Die kommenden Aufstände

22. Januar 2011

Aus der Jungle World No. 3/ 2011

Das Tempo und die Radikalität der Veränderungen in Tunesien haben bei anderen arabischen Autokraten Besorgnis ausgelöst. Völlig zu Recht.

von Thomas von der Osten-Sacken und Oliver M. Piecha

Manchmal nimmt die Geschichte den Fahrstuhl. Gerade hatte die Libération den nun schon längst ehemaligen Präsidenten von Tunesien, Ben Ali, noch »Wüsten-Ceausescu« genannt und sich gefragt, ob er zu den Wahlen 2014 wohl noch antreten werde, da flog der Ex-Kleptokrat bereits nach Saudi-Arabien aus. Vor drei Wochen noch hat kaum jemand in Europa überhaupt gewusst, wer eigentlich Tunesien mit harter Hand regiert. So ein typischer arabischer Führer halt, Präsident auf Lebenszeit, immer wieder gewählt mit gefühlten 99 Prozent, auch wenn es im Fall von Zine al-Abidine Ben Ali im Oktober 2009 tatsächlich nur magere 89 Prozent waren – sein bis dato schlechtestes Ergebnis. An der Macht seit 1987, war Ben Ali fast noch ein juveniler arabischer Staatslenker, vergleicht man ihn mit dem Ägypter Husni Mubarak (regiert seit 1981), dem Jemeniten Ali Abdullah Saleh (1978) oder gar Muammar al-Gaddafi (1969).
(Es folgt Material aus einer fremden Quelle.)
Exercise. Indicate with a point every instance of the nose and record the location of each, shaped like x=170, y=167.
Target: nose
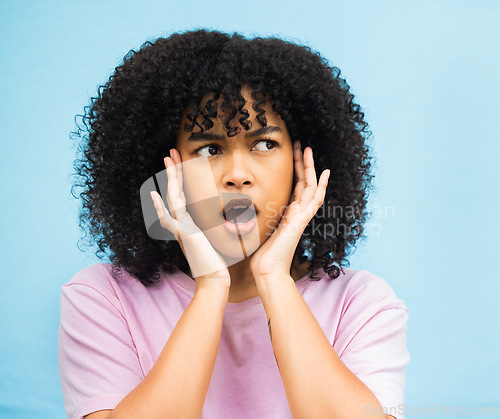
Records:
x=237, y=171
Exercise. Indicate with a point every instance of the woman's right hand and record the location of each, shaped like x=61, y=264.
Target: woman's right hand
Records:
x=207, y=267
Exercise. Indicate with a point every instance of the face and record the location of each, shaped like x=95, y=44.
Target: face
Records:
x=257, y=163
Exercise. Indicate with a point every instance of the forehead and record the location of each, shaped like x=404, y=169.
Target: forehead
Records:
x=248, y=116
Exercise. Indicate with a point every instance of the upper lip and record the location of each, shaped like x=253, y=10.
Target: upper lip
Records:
x=234, y=200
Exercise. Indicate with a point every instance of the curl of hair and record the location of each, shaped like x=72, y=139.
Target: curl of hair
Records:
x=132, y=124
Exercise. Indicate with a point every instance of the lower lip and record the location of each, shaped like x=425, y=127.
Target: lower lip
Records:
x=240, y=229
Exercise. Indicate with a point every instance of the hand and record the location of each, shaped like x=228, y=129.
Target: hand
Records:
x=207, y=267
x=274, y=257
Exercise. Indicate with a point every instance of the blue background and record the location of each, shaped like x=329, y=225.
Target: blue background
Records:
x=426, y=74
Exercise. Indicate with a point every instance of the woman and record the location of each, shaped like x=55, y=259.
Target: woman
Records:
x=249, y=312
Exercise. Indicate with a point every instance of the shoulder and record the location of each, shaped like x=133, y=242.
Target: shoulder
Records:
x=365, y=288
x=96, y=282
x=97, y=276
x=356, y=288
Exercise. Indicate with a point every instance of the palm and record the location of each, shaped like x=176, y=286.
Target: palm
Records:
x=275, y=256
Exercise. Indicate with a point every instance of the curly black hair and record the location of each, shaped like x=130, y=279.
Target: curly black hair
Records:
x=133, y=122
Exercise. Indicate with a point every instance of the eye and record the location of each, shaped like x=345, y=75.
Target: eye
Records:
x=209, y=147
x=267, y=142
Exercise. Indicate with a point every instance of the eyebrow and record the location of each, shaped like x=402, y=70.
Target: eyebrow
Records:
x=202, y=136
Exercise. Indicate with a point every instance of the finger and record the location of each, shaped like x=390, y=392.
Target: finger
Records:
x=309, y=176
x=176, y=199
x=319, y=194
x=176, y=157
x=164, y=216
x=299, y=172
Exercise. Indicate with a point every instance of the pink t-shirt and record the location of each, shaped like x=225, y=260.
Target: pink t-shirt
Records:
x=112, y=332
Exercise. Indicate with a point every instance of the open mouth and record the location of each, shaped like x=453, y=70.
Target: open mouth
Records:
x=239, y=211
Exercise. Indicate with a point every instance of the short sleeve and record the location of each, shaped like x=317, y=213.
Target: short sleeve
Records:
x=378, y=356
x=98, y=362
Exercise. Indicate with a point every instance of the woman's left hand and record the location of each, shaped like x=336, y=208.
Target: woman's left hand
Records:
x=275, y=256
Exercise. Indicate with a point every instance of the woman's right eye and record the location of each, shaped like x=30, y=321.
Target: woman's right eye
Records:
x=209, y=147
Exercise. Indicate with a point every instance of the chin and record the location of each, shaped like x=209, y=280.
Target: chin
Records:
x=231, y=247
Der Weg Ben Alis vom allmächtigen Chef eines gigantischen Sicherheitsapparats, dem rund ein Prozent der Bevölkerung angehört, auf den Müllhaufen der Geschichte wird in der politisch gelähmten Gesellschaft des Nahen Ostens und des Maghreb Folgen haben. Tunesien hat gezeigt, wie es in der ganzen Region brodelt, dass eine Ära unglaublicher Stagnation endlich ihrem Ende entgegen zu gehen scheint. Der erfolgreiche Aufstand in einem Land, das in Europa noch bis zuletzt als besonders stabil galt, ist ein Menetekel für die repressiven, abgeschotteten Regimes zwischen Rabat und Teheran.
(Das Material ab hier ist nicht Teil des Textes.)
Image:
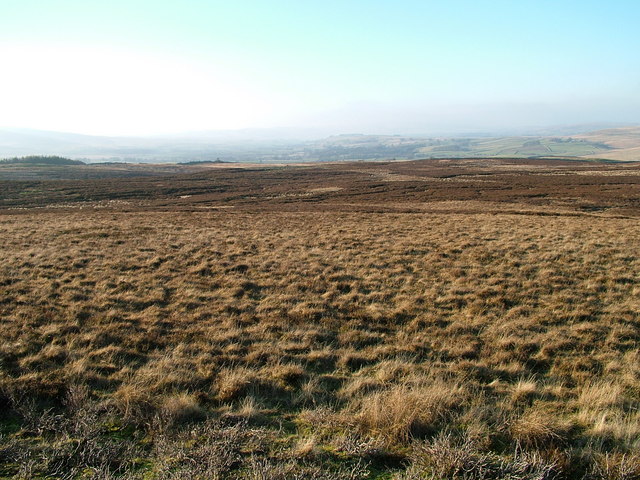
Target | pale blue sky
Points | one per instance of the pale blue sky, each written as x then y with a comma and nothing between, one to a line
132,67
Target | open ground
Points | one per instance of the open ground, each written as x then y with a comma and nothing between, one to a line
442,319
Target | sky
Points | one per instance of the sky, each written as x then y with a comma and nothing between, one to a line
136,67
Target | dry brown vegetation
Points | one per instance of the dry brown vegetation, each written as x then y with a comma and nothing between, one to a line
374,328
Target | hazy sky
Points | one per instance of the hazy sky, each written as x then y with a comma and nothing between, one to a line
137,67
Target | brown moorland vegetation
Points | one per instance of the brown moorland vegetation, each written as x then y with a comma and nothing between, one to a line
454,319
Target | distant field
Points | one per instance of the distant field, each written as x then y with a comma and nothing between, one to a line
438,319
620,144
517,147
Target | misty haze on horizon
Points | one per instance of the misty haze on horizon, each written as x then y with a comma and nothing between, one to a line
277,70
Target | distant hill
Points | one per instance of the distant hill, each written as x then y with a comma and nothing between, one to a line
40,160
238,147
624,141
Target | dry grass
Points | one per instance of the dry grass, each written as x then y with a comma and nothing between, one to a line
424,345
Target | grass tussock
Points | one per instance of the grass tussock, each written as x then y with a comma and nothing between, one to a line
331,344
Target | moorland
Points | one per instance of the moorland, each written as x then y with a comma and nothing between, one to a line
432,319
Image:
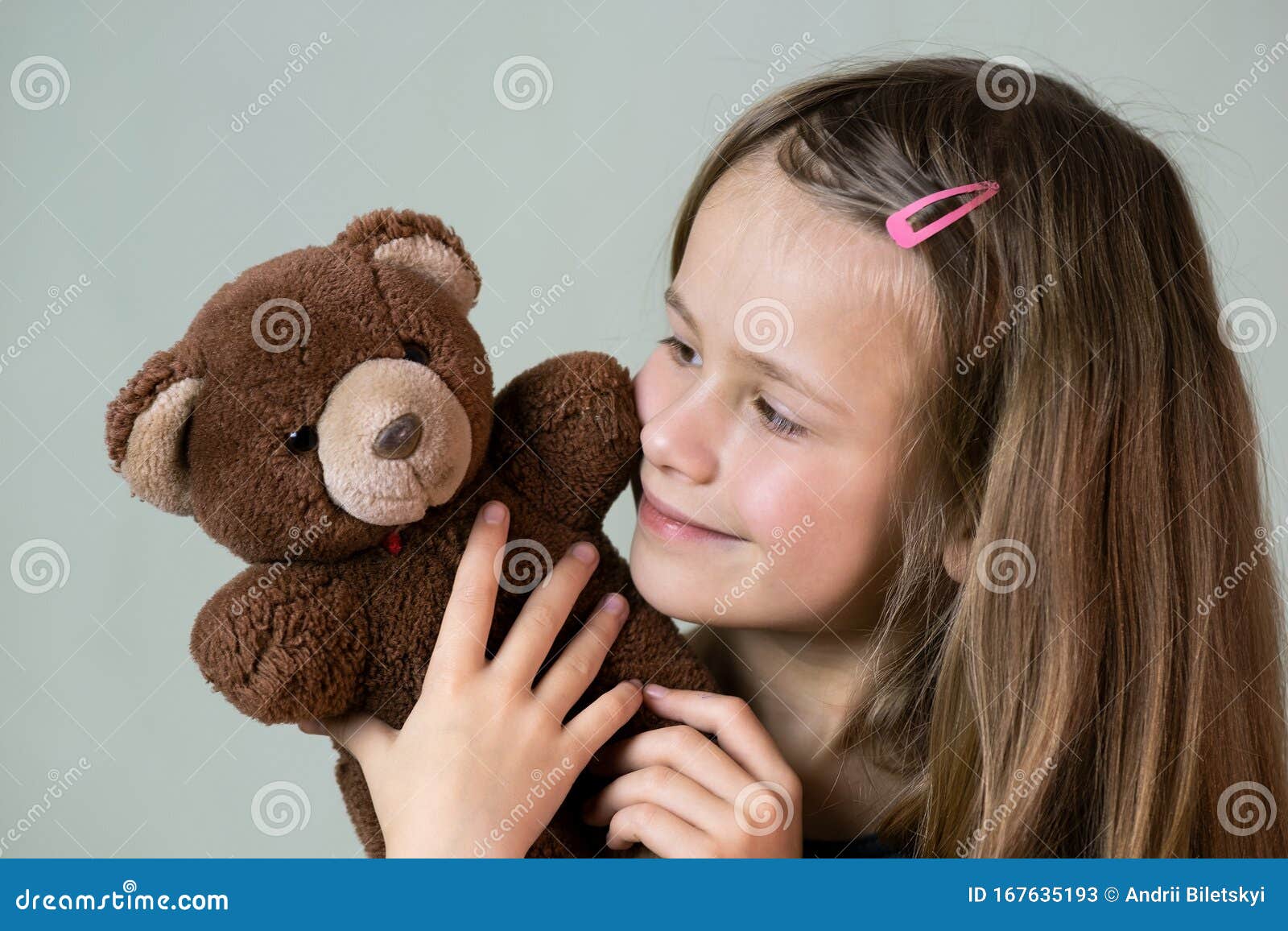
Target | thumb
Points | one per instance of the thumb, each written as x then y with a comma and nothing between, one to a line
365,735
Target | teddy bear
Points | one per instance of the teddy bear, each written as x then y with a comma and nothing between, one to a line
328,416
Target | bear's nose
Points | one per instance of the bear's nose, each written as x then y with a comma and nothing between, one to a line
398,439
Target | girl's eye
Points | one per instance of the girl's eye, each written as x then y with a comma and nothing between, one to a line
777,422
416,354
303,440
682,352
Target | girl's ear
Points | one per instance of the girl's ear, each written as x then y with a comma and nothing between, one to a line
957,557
146,432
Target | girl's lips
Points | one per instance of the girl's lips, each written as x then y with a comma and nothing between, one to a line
667,525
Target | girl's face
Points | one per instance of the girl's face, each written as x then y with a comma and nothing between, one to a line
772,416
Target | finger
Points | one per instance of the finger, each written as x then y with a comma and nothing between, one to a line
468,618
658,830
545,613
680,748
364,735
603,718
733,724
572,673
665,788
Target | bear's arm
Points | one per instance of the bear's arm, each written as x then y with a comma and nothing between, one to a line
283,643
567,436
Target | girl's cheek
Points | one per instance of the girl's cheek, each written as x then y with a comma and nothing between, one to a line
773,491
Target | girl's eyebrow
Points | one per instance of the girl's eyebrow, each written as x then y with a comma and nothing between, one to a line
818,392
676,304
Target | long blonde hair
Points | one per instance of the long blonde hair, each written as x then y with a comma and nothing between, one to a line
1095,686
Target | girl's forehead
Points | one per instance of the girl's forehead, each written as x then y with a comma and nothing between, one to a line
759,236
764,263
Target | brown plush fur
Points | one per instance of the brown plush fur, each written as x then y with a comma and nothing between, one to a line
326,619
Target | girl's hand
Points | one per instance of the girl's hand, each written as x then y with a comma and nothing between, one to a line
482,748
686,796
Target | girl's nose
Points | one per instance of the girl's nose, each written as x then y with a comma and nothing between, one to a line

Auch wenn man es womöglich lieber verdrängen würde, angefangen zu brodeln hat der Nahe Osten mit jenem symbolhaften Sturz der Statue eines anderen arabischen Führers, Stunden nachdem 2003 amerikanische Panzer in Bagdad eingerollt waren. Und wenn nun ausgerechnet tunesische Oppositionelle erklären, in ihrem Land gehe es um ein changement de régime, und damit einen Begriff in Erinnerung bringen, der eng mit der Amtszeit George W. Bushs verbunden ist, handelt es sich um mehr als nur eine Ironie der Geschichte. Denn das verleumdete und schließlich abgesagte Programm einer auch mit kriegerischen Mitteln erzwungenen Demokratisierung des Nahen Osten fußte ja weder auf purer Gier nach Öl, noch war es von weltfremdem Idealismus geprägt. Vielmehr gab es diesen kurzen Moment des Nachdenkens in den USA, in den Tagen nach dem 11. September 2001, als man sich genötigt sah, die bisherige Nahost-Politik grundlegend in Frage zu stellen. Diese hatte bisher vor allem darin bestanden, noch jeden Diktator in der Region, solange er nicht zu offen antiamerikanisch auftrat, zu stützen. Damals fiel so einigen Beobachtern auf, dass es nur eine Weltregion gab, an der die Demokratisierungsschübe der späten achtziger Jahre völlig vorbeigegangen waren: jenes Gebiet, das so gerne als »arabische Welt« bezeichnet wird. Statt der Rufe nach mehr Freiheit und Demokratie erstarkten dort bestenfalls die Islamisten, während Diktatoren wie Ben Ali sich als Garanten von Stabilität und Sicherheit gerierten. Dass derweil die Region in Stagnation und Regression versank und auf allen Entwicklungsindices dieser Welt das Schlusslicht bildete, übersah man geflissentlich. Dabei war eines eigentlich klar: Ewig konnte das nicht gut gehen.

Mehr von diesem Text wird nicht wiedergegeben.